星月夜 吾の内にも潮の満ちて
     

  あふれそう・・・。

  声がこぼれた。
  身体をよじって逃げようとしたことが、むしろ逆に押さえつけられてしまう結果になる。
  男と女って、いつもそうだ。
  そうして、そういうパラドクスが、なぜだかいつも、刺激になる。もちろん、適度であれば。
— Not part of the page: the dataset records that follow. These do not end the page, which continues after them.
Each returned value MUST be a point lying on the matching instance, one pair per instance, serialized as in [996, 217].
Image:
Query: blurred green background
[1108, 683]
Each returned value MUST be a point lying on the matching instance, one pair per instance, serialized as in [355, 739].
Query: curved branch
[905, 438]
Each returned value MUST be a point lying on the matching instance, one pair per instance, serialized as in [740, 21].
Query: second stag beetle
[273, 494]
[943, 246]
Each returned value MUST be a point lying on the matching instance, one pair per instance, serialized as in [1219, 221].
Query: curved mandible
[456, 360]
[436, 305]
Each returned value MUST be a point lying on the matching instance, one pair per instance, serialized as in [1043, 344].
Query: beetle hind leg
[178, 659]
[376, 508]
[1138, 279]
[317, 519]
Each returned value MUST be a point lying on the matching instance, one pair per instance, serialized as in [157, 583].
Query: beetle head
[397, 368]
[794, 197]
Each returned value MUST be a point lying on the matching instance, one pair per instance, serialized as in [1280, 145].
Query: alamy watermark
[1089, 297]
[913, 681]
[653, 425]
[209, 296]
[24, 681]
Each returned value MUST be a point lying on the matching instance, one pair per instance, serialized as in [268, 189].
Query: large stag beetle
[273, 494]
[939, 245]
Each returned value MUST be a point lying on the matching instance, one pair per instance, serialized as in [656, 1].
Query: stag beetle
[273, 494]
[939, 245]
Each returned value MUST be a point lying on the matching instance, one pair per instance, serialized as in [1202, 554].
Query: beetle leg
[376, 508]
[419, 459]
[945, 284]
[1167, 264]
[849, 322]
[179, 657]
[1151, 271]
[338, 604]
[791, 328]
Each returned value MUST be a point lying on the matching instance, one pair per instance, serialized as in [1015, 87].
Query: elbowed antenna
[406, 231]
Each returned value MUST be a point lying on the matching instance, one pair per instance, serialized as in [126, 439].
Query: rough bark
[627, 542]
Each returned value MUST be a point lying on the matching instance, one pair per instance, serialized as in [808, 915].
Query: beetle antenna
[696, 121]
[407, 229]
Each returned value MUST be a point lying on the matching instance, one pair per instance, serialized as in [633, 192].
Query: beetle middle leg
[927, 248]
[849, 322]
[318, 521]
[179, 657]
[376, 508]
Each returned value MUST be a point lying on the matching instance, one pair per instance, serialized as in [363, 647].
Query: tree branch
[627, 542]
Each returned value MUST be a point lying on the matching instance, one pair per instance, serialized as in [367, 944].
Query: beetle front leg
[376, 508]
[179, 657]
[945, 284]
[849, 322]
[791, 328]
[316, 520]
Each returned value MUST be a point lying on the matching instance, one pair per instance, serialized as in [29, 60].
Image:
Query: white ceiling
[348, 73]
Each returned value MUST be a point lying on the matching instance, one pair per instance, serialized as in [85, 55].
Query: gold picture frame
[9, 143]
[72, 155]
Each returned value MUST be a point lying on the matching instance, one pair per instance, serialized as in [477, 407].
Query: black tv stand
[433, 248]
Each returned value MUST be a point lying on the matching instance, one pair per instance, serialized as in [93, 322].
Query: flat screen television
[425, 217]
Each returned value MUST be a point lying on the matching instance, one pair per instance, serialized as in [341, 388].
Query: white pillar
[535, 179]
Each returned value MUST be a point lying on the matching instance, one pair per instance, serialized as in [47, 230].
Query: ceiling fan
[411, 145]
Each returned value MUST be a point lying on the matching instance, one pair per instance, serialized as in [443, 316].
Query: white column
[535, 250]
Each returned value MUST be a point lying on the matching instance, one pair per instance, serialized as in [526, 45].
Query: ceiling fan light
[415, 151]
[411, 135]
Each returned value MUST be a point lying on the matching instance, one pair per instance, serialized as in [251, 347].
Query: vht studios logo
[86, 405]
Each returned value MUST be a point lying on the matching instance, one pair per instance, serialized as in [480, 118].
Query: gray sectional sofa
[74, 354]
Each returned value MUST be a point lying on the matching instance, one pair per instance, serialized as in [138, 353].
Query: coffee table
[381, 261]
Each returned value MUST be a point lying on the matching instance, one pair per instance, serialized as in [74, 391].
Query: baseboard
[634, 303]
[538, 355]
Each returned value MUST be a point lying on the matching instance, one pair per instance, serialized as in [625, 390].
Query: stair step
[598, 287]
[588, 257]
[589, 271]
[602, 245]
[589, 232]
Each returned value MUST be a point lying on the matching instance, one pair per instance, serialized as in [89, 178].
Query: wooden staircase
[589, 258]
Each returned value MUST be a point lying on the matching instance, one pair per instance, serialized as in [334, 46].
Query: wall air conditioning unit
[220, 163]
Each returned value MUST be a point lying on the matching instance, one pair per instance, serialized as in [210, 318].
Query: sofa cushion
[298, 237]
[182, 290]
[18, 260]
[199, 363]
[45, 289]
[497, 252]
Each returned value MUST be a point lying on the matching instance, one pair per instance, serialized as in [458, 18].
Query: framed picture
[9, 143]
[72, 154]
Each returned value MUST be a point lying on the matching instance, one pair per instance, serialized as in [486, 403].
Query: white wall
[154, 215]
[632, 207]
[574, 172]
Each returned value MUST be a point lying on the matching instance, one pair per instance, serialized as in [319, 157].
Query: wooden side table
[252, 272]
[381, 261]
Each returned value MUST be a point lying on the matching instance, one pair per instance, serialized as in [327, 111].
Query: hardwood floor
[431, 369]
  内科医の指は、外科医のそれとは、違うのかもしれない。

  肌に吸い付くような感触があるのは、生まれつきあなたの手のひらが大きくて、分厚いせいもあると思う。だけど、触れることで、瞬時に何かを読み取ってしまう力がその手に宿っているのは、恐らく、仕事のせいだろうと思う。
  すばやくわたしの中にすべりこんで、瞬く間にその部分を探り当てる指先。
  そのままそこにとどまって、痛くも無い、かと言って、頼りなくもない力を加えながら、少しずつ、少しずつ、襞を開いていく。
  声が漏れる。
  つらい。
  思わずあなたの耳を噛む。
  だけど切ない吐息は、あなたの耳から全身に送り込まれてしまったみたい。
  
  男が興奮していくのを感じるのは、好き。
  自分が、例えようもなく求められているみたいな気持ちになる。それが、猛獣の食欲に近いものであっても、この瞬間、激しく必要とされているということが、わたしを慰めてくれる。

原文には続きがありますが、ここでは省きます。